Online Rubrics Elicitation from Pairwise Comparisons

ICLR 2026 Conference SubmissionAnonymous Authors

OpenReview Score: 6.5 Download Report PDF

rubricschecklistspost-trainingreward hackingreinforcement learning

Rubrics provide a flexible way to train LLMs on open-ended long-form answers where verifiable rewards are not applicable and human preferences provide coarse signals. Prior work shows that reinforcement learning with rubric-based rewards leads to consistent gains in LLM post-training. Most existing approaches rely on rubrics that remain static over the course of training. Such static rubrics, however, are vulnerable to reward-hacking type behaviors and fail to capture emergent desiderata that arise during training. We introduce Online Rubrics Elicitation (OnlineRubrics), a method that dynamically curates evaluation criteria in an online manner through pairwise comparisons of responses from current and reference policies. This online process enables continuous identification and mitigation of errors as training proceeds. Empirically, this approach yields consistent improvements of up to 8% over training exclusively with static rubrics across AlpacaEval, GPQA, ArenaHard as well as the validation sets of expert questions and rubrics. We qualitatively analyze the elicited criteria and identify prominent themes such as transparency, practicality, organization, and reasoning.

Abstract:

Disclaimer

This report is AI-GENERATED using Large Language Models and WisPaper (A scholar search engine). It analyzes academic papers' tasks and contributions against retrieved prior work. While this system identifies POTENTIAL overlaps and novel directions, ITS COVERAGE IS NOT EXHAUSTIVE AND JUDGMENTS ARE APPROXIMATE. These results are intended to assist human reviewers and SHOULD NOT be relied upon as a definitive verdict on novelty.

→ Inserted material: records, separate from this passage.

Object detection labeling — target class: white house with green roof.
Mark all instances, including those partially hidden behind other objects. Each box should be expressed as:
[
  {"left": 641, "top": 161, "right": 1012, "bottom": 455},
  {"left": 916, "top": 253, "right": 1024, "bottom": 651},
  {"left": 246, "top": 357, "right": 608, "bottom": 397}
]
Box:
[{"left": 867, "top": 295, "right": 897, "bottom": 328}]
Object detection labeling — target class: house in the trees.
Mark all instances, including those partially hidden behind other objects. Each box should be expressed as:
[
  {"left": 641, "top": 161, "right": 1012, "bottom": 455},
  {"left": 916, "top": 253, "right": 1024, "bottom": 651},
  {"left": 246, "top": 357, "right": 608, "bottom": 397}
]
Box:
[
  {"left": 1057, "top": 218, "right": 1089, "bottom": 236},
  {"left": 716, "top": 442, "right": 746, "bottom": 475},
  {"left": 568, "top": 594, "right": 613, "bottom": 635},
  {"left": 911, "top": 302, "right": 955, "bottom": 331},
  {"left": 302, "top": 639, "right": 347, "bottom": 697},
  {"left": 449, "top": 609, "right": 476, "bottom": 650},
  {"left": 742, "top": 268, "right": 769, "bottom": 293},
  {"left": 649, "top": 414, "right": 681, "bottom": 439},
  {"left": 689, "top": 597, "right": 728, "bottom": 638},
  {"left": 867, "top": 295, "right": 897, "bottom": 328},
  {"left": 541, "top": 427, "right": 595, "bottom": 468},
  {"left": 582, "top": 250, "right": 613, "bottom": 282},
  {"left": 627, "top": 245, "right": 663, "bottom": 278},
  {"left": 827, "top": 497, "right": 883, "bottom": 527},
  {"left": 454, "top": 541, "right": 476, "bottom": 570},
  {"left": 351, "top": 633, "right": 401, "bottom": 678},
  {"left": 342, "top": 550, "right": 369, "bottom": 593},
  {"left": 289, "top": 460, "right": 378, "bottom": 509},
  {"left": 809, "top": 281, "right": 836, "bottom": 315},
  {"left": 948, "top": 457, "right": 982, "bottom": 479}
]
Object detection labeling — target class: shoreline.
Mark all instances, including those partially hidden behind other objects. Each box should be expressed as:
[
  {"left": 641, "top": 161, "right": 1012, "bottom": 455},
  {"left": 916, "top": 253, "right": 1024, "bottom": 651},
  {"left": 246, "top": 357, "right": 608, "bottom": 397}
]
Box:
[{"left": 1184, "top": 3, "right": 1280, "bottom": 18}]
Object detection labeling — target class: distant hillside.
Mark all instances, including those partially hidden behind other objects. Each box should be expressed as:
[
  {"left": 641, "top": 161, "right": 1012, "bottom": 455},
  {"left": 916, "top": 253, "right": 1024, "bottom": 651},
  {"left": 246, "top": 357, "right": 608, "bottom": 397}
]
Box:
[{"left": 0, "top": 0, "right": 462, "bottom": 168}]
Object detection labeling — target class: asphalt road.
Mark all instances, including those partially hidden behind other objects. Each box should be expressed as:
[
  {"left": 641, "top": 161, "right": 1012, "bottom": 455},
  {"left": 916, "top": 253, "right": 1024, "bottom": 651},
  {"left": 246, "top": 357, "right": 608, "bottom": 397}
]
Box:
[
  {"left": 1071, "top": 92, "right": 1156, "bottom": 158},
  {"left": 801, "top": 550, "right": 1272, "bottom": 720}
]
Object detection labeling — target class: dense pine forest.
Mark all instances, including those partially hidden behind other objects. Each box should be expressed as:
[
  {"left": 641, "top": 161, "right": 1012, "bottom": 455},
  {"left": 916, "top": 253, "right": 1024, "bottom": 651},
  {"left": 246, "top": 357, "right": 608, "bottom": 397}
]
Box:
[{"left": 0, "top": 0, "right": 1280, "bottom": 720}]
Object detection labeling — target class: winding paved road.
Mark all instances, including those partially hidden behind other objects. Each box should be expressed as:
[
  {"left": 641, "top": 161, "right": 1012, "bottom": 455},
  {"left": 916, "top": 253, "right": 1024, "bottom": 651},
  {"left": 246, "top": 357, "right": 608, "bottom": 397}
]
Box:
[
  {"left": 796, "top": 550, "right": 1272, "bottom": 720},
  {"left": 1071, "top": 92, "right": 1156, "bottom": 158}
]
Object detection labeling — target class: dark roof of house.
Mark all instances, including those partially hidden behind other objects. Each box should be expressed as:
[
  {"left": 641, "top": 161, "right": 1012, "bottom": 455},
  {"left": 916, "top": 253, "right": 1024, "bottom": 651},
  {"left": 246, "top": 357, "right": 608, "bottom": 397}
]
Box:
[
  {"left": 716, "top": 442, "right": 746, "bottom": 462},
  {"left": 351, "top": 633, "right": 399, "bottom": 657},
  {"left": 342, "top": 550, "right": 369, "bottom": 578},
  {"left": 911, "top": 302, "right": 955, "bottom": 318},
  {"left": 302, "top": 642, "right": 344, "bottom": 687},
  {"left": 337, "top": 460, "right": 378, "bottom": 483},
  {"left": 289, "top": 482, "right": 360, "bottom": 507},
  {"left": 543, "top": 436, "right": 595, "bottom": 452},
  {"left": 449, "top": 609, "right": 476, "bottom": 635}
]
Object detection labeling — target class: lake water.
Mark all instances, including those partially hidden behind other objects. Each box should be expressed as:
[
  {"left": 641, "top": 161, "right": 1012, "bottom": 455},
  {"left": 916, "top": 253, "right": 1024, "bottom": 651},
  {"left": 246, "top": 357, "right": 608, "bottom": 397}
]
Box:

NOTE that some papers exist in multiple, slightly different versions (e.g., with different titles or URLs). The system may retrieve several versions of the same underlying work. The current automated pipeline does not reliably align or distinguish these cases, so human reviewers will need to disambiguate them manually.

If you have any questions, please contact: mingzhang23@m.fudan.edu.cn

Overview

Overall Novelty Assessment

The paper introduces OnlineRubrics, a method for dynamically eliciting evaluation criteria during reinforcement learning by analyzing pairwise comparisons between current and reference policy outputs. It resides in the 'Online Rubric and Criteria Elicitation' leaf of the taxonomy, which contains only two papers total. This places the work in a relatively sparse research direction within the broader field of dynamic and adaptive reward modeling, suggesting that online rubric generation during training remains an underexplored area compared to static reward modeling approaches.

The taxonomy reveals that the paper sits within 'Dynamic and Adaptive Reward Modeling,' which contrasts with neighboring branches like 'Pairwise Preference-Based Reward Modeling' (static Bradley-Terry models) and 'Generative and Rule-Based Reward Modeling' (fixed rule extraction). The sibling paper in the same leaf, OpenRubrics, also targets rubric generation but differs in temporal dynamics emphasis. Adjacent leaves include 'Adaptive Preference Learning and Model Refinement' (iterative reward updates) and 'Static Rubric and Rule-Based Reward Generation' (fixed criteria extraction), highlighting the paper's focus on continuous, online elicitation rather than one-shot or static approaches.

Among 23 candidates examined across three contributions, none were found to clearly refute the proposed work. The core OnlineRubrics method examined 10 candidates with zero refutable overlaps, the dataset contribution examined 3 candidates with no refutations, and the formal gradient variance motivation examined 10 candidates with no refutations. This limited search scope suggests that within the top semantic matches and citation expansions analyzed, no prior work directly anticipates the combination of online rubric elicitation with pairwise comparison-driven criteria discovery during RL training.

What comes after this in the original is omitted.